State Attorneys General Demand that Trump Administration End DACA. The Attorneys General of ten states—Arkansas, Alabama, Idaho, Kansas, Louisiana, Nebraska, South Carolina, Tennessee, Texas, and West Virginia—as well as the governor of Idaho are demanding that the Trump administration phase out the Deferred Action for Childhood Arrivals (DACA) program. The states represented by these officials are among the 26 plaintiff states in the lawsuit that challenged the Deferred Action for Parents of Americans and Lawful Permanent Residents (DAPA) program and expanded DACA program that President Obama announced in November 2014. In a June 29 letter to U.S. Attorney General Jeff Sessions, the officials said that if the Trump administration did not rescind the 2012 memo that created DACA and stop approving DACA applications by September 5, 2017, they would amend their original complaint against the DAPA program and DACA expansion to challenge the entire DACA program. During his presidential campaign, Trump promised to immediately rescind DACA, but postelection has promised to show “heart” to DACA beneficiaries.

State Policy Beat In Brief

U.S. Citizen Sues Miami-Dade County for Holding Him on ICE Detainer. Lawyers for a U.S. citizen living in Miami, Garland Creedle, have sued Miami-Dade County and its mayor, Carlos Giménez, arguing that the county violated his Fourth Amendment right against unlawful seizure by holding him on an ICE detainer—a request to hold an individual past his release date in order for ICE to take custody of him—even though he had posted bail. From 2013 to the beginning of 2017, a Miami-Dade policy instructed local law enforcement agencies not to honor ICE detainers unless the federal government reimbursed the county for costs incurred in detaining people for the extra time. Because the federal government did not reimburse the county, it in effect did not honor detainers. However, after Trump signed an executive order in January threatening to withhold funds from unspecified, undefined sanctuary jurisdictions, Giménez became the first mayor to reverse a detainer policy and directed local law enforcement to honor ICE detainers. The lawsuit, filed in U.S. district court, asks that the court declare Giménez’s new policy invalid and rule that Creedle’s detention was a Fourth Amendment violation.

Nashville Bill Limiting Cooperation with ICE Dies after City Attorney Calls It Unenforceable.
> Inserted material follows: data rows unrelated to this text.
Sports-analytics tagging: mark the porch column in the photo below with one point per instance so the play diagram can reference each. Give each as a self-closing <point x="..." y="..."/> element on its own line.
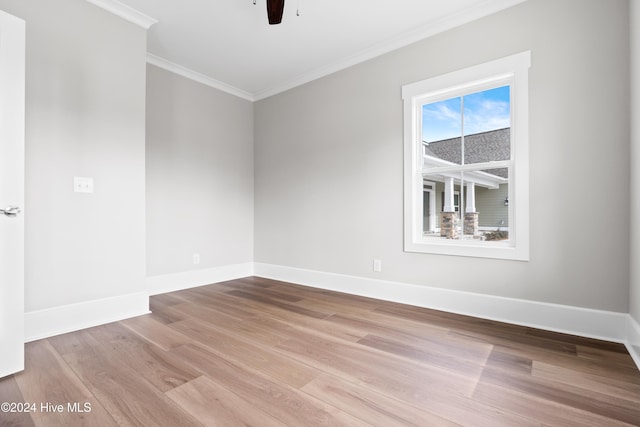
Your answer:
<point x="448" y="195"/>
<point x="470" y="214"/>
<point x="449" y="217"/>
<point x="471" y="197"/>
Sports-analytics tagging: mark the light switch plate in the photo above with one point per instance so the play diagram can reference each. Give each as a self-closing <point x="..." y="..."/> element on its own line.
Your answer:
<point x="82" y="184"/>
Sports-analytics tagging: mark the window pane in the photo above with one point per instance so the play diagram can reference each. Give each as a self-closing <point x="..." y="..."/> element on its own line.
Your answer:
<point x="487" y="123"/>
<point x="441" y="131"/>
<point x="469" y="205"/>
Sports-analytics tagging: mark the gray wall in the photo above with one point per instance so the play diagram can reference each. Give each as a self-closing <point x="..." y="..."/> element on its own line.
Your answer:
<point x="635" y="160"/>
<point x="328" y="160"/>
<point x="85" y="109"/>
<point x="199" y="175"/>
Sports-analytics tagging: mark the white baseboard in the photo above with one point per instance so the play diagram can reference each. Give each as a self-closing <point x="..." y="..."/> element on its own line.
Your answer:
<point x="190" y="279"/>
<point x="633" y="340"/>
<point x="605" y="325"/>
<point x="46" y="323"/>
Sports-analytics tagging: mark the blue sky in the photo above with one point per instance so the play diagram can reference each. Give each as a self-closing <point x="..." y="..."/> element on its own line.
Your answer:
<point x="483" y="111"/>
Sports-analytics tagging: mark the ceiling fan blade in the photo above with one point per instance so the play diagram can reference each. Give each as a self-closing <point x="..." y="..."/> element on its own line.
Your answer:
<point x="274" y="11"/>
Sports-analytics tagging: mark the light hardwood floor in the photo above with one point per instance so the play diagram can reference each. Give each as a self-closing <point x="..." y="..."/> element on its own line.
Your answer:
<point x="266" y="353"/>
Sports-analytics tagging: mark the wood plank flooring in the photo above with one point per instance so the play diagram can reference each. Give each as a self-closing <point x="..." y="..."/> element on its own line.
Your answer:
<point x="266" y="353"/>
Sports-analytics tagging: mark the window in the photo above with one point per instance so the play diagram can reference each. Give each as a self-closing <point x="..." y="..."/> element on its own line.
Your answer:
<point x="466" y="161"/>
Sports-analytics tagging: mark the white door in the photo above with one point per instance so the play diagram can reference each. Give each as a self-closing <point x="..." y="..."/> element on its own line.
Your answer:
<point x="12" y="76"/>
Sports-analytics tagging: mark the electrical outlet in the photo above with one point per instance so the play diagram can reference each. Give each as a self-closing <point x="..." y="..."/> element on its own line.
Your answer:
<point x="82" y="184"/>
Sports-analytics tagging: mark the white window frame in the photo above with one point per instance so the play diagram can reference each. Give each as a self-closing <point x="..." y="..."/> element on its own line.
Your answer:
<point x="514" y="71"/>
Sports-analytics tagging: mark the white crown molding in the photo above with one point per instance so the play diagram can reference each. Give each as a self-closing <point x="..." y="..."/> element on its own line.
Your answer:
<point x="125" y="12"/>
<point x="481" y="10"/>
<point x="198" y="77"/>
<point x="53" y="321"/>
<point x="486" y="8"/>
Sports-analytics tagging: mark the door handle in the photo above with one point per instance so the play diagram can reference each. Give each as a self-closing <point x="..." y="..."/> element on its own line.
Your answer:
<point x="10" y="211"/>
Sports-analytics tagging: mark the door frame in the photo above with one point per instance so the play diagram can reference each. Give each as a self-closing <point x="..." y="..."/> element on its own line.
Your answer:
<point x="12" y="158"/>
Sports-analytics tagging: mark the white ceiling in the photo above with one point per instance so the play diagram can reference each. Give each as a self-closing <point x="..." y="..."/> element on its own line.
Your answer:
<point x="231" y="44"/>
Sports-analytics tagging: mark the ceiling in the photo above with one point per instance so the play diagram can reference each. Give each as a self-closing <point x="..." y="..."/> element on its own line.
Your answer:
<point x="230" y="44"/>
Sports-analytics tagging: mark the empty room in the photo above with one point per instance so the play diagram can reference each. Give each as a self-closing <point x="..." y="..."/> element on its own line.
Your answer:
<point x="300" y="213"/>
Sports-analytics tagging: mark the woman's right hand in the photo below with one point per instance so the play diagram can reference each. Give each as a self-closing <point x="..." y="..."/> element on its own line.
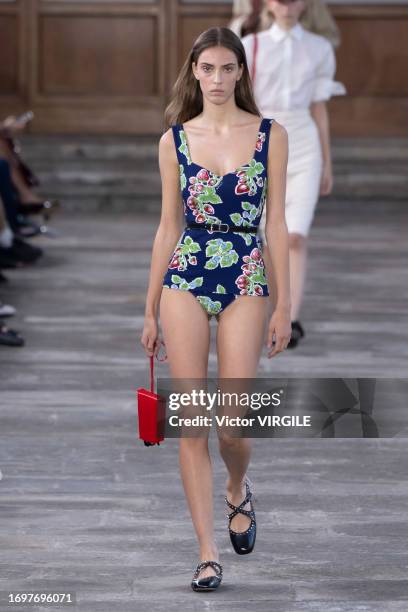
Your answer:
<point x="150" y="336"/>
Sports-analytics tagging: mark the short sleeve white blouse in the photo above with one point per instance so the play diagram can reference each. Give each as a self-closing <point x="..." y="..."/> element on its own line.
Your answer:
<point x="293" y="69"/>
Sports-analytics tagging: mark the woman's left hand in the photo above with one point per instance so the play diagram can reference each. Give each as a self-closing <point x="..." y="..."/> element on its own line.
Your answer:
<point x="326" y="182"/>
<point x="280" y="327"/>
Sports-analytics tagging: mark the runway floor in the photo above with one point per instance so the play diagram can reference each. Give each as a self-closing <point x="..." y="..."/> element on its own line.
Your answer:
<point x="86" y="508"/>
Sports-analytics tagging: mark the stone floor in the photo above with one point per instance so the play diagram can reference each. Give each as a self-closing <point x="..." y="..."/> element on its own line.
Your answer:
<point x="86" y="508"/>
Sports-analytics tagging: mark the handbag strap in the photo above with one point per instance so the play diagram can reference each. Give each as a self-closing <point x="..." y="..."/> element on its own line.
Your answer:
<point x="254" y="54"/>
<point x="152" y="373"/>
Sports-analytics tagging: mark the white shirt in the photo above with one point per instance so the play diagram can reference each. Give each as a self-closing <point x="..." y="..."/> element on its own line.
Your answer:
<point x="293" y="69"/>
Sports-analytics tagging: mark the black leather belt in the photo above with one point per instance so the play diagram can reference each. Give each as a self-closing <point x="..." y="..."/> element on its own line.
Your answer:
<point x="223" y="227"/>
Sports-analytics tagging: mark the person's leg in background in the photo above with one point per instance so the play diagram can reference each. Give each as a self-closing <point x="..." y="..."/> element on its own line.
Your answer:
<point x="24" y="191"/>
<point x="13" y="250"/>
<point x="8" y="195"/>
<point x="8" y="337"/>
<point x="299" y="211"/>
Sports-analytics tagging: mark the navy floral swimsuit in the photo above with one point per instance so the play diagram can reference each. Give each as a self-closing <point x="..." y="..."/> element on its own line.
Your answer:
<point x="218" y="266"/>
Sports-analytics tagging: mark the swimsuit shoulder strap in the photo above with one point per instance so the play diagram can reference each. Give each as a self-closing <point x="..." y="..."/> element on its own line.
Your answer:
<point x="183" y="154"/>
<point x="262" y="146"/>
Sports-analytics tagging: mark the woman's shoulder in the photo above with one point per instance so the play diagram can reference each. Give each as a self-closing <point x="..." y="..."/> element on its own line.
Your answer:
<point x="279" y="133"/>
<point x="166" y="144"/>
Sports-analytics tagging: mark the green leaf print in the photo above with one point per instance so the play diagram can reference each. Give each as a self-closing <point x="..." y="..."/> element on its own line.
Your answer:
<point x="183" y="180"/>
<point x="197" y="282"/>
<point x="212" y="307"/>
<point x="229" y="260"/>
<point x="211" y="250"/>
<point x="236" y="218"/>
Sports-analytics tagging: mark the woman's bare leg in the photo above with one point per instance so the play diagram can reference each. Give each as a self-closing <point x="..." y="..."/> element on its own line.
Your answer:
<point x="297" y="264"/>
<point x="186" y="335"/>
<point x="238" y="357"/>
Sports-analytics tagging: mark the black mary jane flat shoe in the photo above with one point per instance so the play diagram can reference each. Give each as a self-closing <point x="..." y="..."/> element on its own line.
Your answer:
<point x="243" y="542"/>
<point x="297" y="333"/>
<point x="38" y="208"/>
<point x="208" y="583"/>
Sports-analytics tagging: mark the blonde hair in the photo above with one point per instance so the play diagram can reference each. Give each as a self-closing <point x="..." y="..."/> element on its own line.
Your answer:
<point x="315" y="18"/>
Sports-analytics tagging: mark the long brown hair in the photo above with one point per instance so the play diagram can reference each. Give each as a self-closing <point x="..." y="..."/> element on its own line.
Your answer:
<point x="187" y="98"/>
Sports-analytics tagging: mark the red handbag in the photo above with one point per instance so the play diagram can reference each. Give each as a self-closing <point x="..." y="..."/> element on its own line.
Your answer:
<point x="151" y="409"/>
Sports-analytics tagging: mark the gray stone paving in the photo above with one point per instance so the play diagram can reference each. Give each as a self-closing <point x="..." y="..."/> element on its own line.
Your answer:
<point x="85" y="507"/>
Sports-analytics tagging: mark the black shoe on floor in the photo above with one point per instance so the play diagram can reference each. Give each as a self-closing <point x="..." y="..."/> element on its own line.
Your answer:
<point x="23" y="251"/>
<point x="9" y="337"/>
<point x="243" y="542"/>
<point x="297" y="333"/>
<point x="8" y="260"/>
<point x="209" y="583"/>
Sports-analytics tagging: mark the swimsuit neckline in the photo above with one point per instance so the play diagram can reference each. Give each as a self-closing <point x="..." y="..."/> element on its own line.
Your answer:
<point x="221" y="176"/>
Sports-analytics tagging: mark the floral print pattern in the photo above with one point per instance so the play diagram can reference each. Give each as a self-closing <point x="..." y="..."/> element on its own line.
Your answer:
<point x="212" y="263"/>
<point x="252" y="279"/>
<point x="220" y="253"/>
<point x="182" y="255"/>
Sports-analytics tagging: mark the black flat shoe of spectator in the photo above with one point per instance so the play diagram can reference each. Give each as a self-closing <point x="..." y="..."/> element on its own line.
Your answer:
<point x="8" y="260"/>
<point x="9" y="337"/>
<point x="23" y="251"/>
<point x="297" y="333"/>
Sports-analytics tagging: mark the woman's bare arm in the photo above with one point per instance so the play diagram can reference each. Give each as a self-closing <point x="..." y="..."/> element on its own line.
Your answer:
<point x="277" y="237"/>
<point x="168" y="232"/>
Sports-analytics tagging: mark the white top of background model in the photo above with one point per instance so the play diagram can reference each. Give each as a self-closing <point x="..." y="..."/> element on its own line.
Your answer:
<point x="293" y="69"/>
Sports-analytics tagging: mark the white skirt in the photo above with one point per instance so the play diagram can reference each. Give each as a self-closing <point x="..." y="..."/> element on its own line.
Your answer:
<point x="304" y="170"/>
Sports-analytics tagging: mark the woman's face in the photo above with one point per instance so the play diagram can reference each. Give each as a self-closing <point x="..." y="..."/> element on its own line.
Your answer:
<point x="218" y="71"/>
<point x="286" y="12"/>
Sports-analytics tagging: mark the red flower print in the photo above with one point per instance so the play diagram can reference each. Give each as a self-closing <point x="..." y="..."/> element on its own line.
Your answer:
<point x="260" y="141"/>
<point x="203" y="175"/>
<point x="241" y="188"/>
<point x="255" y="254"/>
<point x="242" y="282"/>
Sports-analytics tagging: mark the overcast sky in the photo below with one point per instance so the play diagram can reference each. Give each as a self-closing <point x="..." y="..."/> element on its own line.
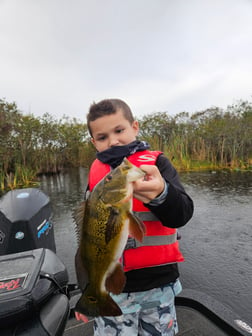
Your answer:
<point x="58" y="56"/>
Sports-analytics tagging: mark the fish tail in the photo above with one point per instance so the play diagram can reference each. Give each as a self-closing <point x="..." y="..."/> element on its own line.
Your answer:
<point x="99" y="305"/>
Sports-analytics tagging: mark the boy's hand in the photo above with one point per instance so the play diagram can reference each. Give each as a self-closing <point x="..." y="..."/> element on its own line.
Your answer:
<point x="150" y="186"/>
<point x="81" y="317"/>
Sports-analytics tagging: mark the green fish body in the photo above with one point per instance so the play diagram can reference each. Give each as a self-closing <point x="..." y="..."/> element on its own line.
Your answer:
<point x="105" y="221"/>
Two ordinances that had gathered momentum in Nashville’s Metro Council were withdrawn by their sponsors. One ordinance would have prohibited local law enforcement from complying with ICE detainers unless they were accompanied by a judicial warrant and would have prohibited the city’s employees from asking about a person’s immigration status; the other would have terminated an agreement with the U.S. Marshals Service to house immigrant detainees in the city’s jail. The city’s attorney, however, issued a legal opinion saying that under state law, the city council cannot prohibit the sheriff, who runs the jails and is a state constitutional officer, from cooperating with federal authorities.